What are your ‘retro beers’? What beer, when confronted with a tap of it, would have an irresistably surreal nostalgia for you?

Naked on a beer rug.
August 11, 2008

Pump clips from the GBBF.  So. Not. Sexy.

Pump clips from the GBBF. So. Not. Sexy.

Beauty is in the eye of the beer holder…from today’s Mirror, researchers prove beer goggles exist. Which begs the questions– why did they need experts to prove this, and why, exactly, is this news?

The researchers administered vodka to test subjects– probably mixed with something to mask the alcohol. So, technically, they really haven’t proved the validity of beer goggles, at least in my mind.

Beer isn’t really sexy-making, is it? Beer in the quantity that gives one goggles also bloats and queases. Beer marketers have a lot of work to do if they really want to bring sexy back in a more universal aspect– this would mean more than a stemmed glass (apparently the stemmed 1/3 pint glass at the GBBF was designed to appeal to women.

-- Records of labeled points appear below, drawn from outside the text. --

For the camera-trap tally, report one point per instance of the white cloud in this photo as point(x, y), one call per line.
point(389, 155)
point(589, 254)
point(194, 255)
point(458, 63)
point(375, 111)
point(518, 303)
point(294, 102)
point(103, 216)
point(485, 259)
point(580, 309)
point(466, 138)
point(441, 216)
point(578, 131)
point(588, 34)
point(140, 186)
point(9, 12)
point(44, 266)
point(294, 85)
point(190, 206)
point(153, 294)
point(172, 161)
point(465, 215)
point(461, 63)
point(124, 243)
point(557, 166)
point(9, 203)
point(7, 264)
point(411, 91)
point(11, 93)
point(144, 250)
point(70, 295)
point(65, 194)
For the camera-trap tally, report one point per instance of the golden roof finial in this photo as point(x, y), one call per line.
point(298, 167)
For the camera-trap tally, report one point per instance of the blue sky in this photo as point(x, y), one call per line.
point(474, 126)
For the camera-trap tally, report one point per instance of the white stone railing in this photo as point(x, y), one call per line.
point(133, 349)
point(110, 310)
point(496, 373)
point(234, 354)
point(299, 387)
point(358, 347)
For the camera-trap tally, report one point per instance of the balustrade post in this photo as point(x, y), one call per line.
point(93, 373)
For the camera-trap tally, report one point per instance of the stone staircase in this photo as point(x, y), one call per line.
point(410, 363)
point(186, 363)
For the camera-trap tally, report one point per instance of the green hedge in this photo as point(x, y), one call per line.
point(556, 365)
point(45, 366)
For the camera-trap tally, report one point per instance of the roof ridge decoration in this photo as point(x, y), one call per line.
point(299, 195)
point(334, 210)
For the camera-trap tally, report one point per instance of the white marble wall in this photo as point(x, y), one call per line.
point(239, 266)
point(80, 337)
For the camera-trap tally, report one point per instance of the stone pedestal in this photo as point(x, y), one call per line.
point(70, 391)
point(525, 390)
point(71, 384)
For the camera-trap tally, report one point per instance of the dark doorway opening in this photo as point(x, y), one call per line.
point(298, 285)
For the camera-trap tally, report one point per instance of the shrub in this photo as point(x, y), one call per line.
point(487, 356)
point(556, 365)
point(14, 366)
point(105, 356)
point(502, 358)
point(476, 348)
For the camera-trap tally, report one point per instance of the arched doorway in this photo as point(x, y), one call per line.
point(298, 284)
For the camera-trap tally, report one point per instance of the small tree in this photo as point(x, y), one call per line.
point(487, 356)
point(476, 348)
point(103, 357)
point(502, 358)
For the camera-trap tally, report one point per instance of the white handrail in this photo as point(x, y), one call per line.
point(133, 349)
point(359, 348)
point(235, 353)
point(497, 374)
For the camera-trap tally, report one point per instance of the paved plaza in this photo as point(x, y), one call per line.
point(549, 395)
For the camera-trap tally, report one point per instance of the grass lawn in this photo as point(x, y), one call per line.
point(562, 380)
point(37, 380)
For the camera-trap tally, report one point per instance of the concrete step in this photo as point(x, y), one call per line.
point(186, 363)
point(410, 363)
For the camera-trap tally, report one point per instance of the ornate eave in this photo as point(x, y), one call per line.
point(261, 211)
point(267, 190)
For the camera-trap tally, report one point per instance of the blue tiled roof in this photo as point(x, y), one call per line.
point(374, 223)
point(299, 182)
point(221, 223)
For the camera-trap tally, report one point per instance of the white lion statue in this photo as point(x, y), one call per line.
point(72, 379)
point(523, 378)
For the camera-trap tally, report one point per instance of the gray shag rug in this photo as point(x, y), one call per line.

Does anyone else find this strange?)

Yesterday I was at the Market Porter, drinking a wonderfully estery Crouch Vale Eldorado when I spied a pump clip for a beer called “Forbidden Fruit” featuring a be-thonged prepubescent-looking buttocks with a disembodied hand holding a strawberry over the tail bone. The tag line read, You know you want it. Er…ok. But can you put it in a stemmed glass? Part of me thought, gee– that beer must be pretty great to survive such a horrible pump clip, but I’m not getting anywhere near it. Many beers are marketed as “sexy”, with a shameless use of women’s bodies. (In the US these babed-out ad campaigns are reserved for the “Bud Girls” and other megabreweries.) It’s just uncool, really, and no amount of beer goggles could make this bad taste good. Every time I see something like this it’s the equivalent of a cold shower. Is it any wonder women drink wine? Have you ever seen a crappily drawn bikini clad woman on a wine bottle? Real ale in the UK would be forward looking if that approach were just ditched, lumped, exstinctified. In my more paranoid moments I figure these ad campaigns in the UK are designed to deter women and save all the good stuff for men.

Witness the wrong-on-all-levels Shepherd Neame ad:

...a bowl of water for me bitches

...a bowl of water for me bitches

So, while beer advertising evolves (one lives in hope), let’s talk about beer. What is the sexiest beer you’ve even had? What made it so? Mine without a doubt would be Paradox Grain. Teh hotness.